Microsoft Secure Score

Microsoft Secure Score

Security Assessment of your MS 365 environment

Microsoft Secure Score is a measurement of an organization’s security posture, with a higher number indicating more improvement actions taken. It can be found at https://security.microsoft.com/securescore in the Microsoft 365 Defender portal.

 

Following the Secure Score recommendations can protect your organization from threats. From a centralized dashboard in the Microsoft 365 Defender portal, organizations can monitor and work on the security of their Microsoft 365 identities, apps, and devices.

Secure Score helps organizations:

  • Report on the current state of the organization’s security posture.
  • Improve their security posture by providing discoverability, visibility, guidance, and control.
  • Compare with benchmarks and establish key performance indicators (KPIs).

Secure Score | Microsoft 365 Defender

In Microsoft 365 Defender, Secure Score assesses and measures your organization’s security posture, or how well you’re protected from threats, and then provides intelligent guidance and prioritized actions to strengthen your posture and improve your score.

Learn more: https://aka.ms/MSSecureScore

For more about Microsoft Security: https://msft.it/6002T9HQY

Organizations gain access to robust visualizations of metrics and trends, integration with other Microsoft products, score comparison with similar organizations, and much more. The score can also reflect when third-party solutions have addressed recommended actions.

 

microsoft secure score

 

History Microsoft Secure Score

Best Practices for Improving Your Secure Score | Azure Security Center Webinar

To ensure you hear about future Microsoft Azure Security Center webinars and other developments, make sure you join our community by going to https://aka.ms/SecurityCommunity

How it works

You’re given points for the following actions:

  • Configuring recommended security features
  • Doing security-related tasks
  • Addressing the improvement action with a third-party application or software, or an alternate mitigation

Some improvement actions only give points when fully completed. Some give partial points if they’re completed for some devices or users. If you can’t or don’t want to enact one of the improvement actions, you can choose to accept the risk or remaining risk.

If you have a license for one of the supported Microsoft products, then you’ll see recommendations for those products. We show you the full set of possible improvements for a product, regardless of license edition, subscription, or plan. This way, you can understand security best practices and improve your score. Your absolute security posture, represented by Secure Score, stays the same no matter what licenses your organization owns for a specific product. Keep in mind that security should be balanced with usability, and not every recommendation can work for your environment.

Your score is updated in real time to reflect the information presented in the visualizations and improvement action pages. Secure Score also syncs daily to receive system data about your achieved points for each action.
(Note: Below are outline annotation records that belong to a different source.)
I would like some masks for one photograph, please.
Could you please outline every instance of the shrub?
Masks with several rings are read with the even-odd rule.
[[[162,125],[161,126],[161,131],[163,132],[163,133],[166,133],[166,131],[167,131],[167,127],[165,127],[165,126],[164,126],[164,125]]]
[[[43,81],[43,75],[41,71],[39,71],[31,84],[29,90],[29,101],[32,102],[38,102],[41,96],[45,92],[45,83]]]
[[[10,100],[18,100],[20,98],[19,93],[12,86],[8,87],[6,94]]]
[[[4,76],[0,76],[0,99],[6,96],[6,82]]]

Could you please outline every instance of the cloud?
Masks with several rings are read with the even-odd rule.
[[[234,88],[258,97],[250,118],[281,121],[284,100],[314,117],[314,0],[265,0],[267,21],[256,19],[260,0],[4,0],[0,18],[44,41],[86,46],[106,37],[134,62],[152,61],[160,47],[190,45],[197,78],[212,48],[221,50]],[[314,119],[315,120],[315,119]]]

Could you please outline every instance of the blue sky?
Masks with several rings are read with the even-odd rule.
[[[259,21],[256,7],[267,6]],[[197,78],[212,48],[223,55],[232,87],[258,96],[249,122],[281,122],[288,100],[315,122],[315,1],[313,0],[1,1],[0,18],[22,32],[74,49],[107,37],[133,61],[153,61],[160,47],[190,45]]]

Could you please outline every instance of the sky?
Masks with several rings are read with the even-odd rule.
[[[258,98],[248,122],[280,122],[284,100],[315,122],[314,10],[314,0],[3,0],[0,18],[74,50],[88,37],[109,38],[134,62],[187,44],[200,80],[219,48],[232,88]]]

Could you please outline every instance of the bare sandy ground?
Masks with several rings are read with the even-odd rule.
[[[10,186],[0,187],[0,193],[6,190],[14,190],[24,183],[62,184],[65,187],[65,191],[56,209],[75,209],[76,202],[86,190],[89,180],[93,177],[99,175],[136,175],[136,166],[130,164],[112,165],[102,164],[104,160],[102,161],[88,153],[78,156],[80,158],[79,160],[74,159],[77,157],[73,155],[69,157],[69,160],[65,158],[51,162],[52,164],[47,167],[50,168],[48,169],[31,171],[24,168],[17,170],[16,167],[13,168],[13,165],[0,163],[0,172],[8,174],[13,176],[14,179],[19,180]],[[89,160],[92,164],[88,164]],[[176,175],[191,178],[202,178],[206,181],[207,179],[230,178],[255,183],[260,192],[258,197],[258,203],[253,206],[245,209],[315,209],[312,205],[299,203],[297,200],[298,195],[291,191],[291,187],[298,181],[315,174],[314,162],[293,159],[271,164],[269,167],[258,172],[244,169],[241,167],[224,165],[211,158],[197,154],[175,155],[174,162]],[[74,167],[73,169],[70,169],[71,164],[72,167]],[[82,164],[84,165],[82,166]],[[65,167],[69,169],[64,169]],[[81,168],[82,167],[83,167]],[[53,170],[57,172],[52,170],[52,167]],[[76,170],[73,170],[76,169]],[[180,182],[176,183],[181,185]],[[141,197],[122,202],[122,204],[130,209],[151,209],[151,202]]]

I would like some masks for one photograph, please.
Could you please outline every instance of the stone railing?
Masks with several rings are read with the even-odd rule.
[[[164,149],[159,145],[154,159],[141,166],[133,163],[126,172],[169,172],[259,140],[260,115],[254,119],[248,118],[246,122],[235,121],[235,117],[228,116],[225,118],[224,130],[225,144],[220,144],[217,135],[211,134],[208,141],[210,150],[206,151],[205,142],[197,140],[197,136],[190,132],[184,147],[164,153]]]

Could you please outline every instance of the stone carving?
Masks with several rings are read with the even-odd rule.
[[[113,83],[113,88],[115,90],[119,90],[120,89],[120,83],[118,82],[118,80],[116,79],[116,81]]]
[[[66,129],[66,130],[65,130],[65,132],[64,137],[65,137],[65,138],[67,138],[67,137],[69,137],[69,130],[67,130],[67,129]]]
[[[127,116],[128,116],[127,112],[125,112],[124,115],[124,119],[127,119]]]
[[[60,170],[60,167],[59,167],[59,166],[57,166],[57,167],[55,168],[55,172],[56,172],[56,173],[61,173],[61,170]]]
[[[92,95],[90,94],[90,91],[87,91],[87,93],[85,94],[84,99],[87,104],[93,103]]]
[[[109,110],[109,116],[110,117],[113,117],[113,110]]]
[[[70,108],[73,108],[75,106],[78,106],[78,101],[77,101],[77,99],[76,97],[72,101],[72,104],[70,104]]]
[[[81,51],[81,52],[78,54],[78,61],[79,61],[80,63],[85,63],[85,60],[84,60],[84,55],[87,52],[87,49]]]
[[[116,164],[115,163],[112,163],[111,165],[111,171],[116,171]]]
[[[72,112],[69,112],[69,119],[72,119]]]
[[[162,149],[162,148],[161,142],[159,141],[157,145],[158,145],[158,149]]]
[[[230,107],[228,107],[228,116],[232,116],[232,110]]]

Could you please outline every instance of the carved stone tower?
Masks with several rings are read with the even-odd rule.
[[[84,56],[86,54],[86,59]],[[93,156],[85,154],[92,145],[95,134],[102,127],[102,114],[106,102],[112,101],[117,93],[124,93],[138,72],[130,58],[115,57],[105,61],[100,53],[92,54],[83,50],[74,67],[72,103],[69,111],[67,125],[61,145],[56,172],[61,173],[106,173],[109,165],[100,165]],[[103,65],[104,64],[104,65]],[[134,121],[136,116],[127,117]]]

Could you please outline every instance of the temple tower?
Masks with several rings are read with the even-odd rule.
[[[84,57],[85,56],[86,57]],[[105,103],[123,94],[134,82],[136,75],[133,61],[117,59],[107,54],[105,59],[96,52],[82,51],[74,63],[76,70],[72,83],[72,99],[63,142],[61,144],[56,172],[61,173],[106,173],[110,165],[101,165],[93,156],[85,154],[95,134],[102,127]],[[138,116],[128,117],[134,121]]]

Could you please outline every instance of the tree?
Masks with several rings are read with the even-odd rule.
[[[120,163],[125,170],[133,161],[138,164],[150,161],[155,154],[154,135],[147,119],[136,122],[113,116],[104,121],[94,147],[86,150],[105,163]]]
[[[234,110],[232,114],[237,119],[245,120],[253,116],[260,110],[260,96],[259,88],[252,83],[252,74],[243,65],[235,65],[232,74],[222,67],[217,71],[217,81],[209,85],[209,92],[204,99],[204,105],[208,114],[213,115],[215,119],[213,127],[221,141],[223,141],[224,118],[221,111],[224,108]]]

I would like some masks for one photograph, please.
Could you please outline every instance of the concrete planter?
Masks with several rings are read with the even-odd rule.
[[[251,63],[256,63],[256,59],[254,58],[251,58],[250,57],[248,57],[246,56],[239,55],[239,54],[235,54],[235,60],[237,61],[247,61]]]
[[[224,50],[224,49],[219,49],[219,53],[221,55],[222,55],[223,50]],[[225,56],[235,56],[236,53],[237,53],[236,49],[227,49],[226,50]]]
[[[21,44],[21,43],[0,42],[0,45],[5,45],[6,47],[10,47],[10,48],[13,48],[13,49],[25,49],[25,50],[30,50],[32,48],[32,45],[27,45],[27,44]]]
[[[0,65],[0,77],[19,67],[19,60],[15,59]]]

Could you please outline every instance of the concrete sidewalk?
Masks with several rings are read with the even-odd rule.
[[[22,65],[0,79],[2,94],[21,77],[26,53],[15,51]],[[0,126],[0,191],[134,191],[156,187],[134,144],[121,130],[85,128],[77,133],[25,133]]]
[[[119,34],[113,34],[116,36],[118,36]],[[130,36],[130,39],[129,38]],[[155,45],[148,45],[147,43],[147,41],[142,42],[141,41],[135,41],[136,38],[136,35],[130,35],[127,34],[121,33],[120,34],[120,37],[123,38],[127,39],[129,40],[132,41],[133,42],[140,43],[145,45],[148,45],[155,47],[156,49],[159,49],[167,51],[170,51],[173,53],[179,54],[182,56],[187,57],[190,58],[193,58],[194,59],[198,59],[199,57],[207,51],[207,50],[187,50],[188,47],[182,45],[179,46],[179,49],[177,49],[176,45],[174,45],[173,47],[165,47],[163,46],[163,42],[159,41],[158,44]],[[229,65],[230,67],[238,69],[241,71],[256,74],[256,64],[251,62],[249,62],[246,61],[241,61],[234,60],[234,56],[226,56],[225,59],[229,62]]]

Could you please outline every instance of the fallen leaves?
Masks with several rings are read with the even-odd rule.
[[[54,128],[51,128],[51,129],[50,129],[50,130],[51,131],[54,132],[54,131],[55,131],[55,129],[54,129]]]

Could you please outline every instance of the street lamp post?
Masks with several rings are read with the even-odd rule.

Products included in Secure Score

Currently there are recommendations for the following products:

  • Microsoft 365 (including Exchange Online)
  • Azure Active Directory
  • Microsoft Defender for Endpoint
  • Microsoft Defender for Identity
  • Defender for Cloud Apps
  • Microsoft Teams

Recommendations for other security products are coming soon. The recommendations won’t cover all the attack surfaces associated with each product, but they’re a good baseline. You can also mark the improvement actions as covered by a third party or alternate mitigation.

Risk Awareness

Microsoft Secure Score is a numerical summary of your security posture based on system configurations, user behavior, and other security-related measurements. It isn’t an absolute measurement of how likely your system or data will be breached. Rather, it represents the extent to which you have adopted security controls in your Microsoft environment that can help offset the risk of being breached. No online service is immune from security breaches, and secure score shouldn’t be interpreted as a guarantee against security breach in any manner.